Searching for Solutions in the Shadow of Tragedy
In the shadow of Amy Joyner-Francis’ death last week, there have been countless posts on social media, all searching for the right thing to say. What can we possibly say to explain this? Can anyone’s words serve as a balm for the pain? As the father of a sixteen-year-old, I doubt any words can do either.
That said, as the head of a nonprofit looking to make a difference in our schools, the unspeakable tragedy pushed me to think even harder about what we can do to help prevent this from happening again in the future. What are the underlying issues that led to the events at Howard High School last Thursday morning?
As I look at our work in Delaware, I think our state has made tremendous—and necessary—strides. We’ve seen concrete gains in early childhood education, clearer and expansive college and career options for young people after high school, and thousands more are accessing college.

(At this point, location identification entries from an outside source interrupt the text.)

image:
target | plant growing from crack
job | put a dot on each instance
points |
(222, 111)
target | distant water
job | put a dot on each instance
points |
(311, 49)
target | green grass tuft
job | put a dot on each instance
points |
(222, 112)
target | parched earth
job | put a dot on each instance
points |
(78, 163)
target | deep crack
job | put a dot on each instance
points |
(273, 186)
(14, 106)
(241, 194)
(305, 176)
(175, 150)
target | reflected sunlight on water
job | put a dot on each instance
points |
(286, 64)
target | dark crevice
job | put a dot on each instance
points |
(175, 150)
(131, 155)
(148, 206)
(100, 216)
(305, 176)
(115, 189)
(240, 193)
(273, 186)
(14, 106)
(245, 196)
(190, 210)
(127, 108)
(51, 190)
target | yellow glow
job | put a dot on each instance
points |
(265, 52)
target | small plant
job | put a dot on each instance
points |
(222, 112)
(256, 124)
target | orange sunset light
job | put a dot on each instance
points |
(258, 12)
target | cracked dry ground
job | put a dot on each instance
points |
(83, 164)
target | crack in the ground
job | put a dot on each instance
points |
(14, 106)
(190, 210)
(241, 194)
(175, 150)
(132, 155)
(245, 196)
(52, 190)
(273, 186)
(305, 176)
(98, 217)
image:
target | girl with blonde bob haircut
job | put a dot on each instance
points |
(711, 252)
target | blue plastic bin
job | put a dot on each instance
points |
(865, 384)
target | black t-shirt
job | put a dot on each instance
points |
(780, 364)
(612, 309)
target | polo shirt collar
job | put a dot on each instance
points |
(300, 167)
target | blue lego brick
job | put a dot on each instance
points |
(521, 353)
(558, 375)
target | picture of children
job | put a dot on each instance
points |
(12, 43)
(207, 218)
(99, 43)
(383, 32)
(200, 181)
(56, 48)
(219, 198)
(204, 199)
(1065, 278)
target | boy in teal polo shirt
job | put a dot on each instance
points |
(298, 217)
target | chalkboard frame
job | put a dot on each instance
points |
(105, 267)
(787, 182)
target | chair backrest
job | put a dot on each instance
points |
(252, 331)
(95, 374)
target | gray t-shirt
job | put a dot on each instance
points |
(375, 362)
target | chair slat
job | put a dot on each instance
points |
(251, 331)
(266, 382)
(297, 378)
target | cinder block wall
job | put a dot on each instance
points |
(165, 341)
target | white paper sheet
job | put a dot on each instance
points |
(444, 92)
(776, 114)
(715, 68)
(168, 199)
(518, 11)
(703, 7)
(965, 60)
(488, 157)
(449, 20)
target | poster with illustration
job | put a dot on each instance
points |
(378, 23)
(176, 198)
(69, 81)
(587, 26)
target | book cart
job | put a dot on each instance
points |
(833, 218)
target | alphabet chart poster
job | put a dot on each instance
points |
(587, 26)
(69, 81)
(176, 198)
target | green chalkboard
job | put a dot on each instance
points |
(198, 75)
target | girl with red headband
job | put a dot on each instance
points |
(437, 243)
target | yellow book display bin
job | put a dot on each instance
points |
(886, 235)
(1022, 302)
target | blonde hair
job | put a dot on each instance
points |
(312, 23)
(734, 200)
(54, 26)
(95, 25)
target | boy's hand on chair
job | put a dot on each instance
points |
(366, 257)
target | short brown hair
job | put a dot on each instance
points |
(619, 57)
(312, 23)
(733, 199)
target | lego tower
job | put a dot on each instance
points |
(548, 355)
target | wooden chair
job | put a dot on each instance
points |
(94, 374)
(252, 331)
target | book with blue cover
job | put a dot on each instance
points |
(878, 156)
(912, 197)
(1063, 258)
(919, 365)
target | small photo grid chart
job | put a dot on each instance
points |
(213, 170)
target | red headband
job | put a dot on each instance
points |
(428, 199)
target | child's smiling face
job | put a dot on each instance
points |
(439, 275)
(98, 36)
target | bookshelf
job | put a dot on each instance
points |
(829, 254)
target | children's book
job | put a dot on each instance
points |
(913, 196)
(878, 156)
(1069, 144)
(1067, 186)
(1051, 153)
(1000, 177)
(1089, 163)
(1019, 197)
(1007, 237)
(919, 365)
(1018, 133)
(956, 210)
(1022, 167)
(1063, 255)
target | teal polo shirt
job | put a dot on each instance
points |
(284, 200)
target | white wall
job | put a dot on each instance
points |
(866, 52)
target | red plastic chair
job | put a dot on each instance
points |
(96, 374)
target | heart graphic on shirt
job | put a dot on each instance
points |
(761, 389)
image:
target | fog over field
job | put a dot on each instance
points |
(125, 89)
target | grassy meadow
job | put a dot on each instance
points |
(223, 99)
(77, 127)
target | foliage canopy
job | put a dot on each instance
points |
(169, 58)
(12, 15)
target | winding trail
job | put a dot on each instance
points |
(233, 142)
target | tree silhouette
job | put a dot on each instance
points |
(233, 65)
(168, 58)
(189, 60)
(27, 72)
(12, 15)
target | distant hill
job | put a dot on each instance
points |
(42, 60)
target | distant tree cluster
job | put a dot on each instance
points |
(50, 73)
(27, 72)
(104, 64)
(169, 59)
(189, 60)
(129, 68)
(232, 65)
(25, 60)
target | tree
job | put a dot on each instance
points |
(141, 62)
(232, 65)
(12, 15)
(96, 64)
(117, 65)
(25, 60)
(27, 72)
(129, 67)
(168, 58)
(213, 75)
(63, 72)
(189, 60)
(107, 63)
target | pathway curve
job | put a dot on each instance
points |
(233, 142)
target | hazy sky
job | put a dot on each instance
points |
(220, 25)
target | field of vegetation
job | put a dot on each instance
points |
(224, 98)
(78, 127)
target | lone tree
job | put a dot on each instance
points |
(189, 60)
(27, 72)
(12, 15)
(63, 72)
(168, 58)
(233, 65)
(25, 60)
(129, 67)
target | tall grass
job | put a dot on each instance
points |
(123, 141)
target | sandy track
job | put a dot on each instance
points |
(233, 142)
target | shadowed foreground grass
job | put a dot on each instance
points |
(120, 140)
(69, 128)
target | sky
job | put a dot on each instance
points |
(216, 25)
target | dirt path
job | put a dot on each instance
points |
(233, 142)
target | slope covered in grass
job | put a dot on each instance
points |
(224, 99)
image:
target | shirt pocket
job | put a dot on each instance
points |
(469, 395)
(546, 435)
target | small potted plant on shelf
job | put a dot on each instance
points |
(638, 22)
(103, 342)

But the net K-12 gains between those two poles has been patchy. Every year, pockets of schools or districts make clear gains above the norm, but as a state, we have yet to break the link between where a child lives, their race, and their academic performance. And while we have held our own on national measures, we have not yet created the separation from the national average that we aspire to—and I believe we can attain.
Do I still support the push for higher standards and measures to determine how each of our children is doing against those standards? Yes. Delawareans should be proud of the policy work that’s been done to raise student expectations, improve teacher efficacy, early learning, and college and career access.
But as an old friend, Paul Reville, former business leader, Secretary of Education in Massachusetts, now Harvard professor, puts it: The “engine” for education may just be too small to do the job. Massachusetts is arguably the highest performing state in the country and Paul has been a champion of the standards-based reform efforts there for more than two decades, but his point is that traditional public schooling only addresses about 20 percent of a child’s time and we need to think more creatively about how to broaden the supports outside of the schoolhouse and how we better use technology to meet young people where they are.
That is: What we’ve done to date has been necessary, but woefully insufficient in addressing the broader set of challenges facing a growing number of young people. (A deeper national analysis of this global challenge can be found here.)
This sentiment is shared by another person I respect and appreciate—Harriet Sanford, the president of the NEA Foundation, who echoed Reville’s assertion that we need to look at the baseline issues of health and safety that often overshadow a young person’s ability to focus on algebra.
This is a long way of saying we all need to own some part of what happened at Howard last Thursday morning. We all have some soul searching to do. The world of education can be very polarizing. My hope is that this tragedy helps this community come together around solutions.
Thoughts and prayers to the family and friends of Ms. Joyner-Francis, and to the Howard High School community.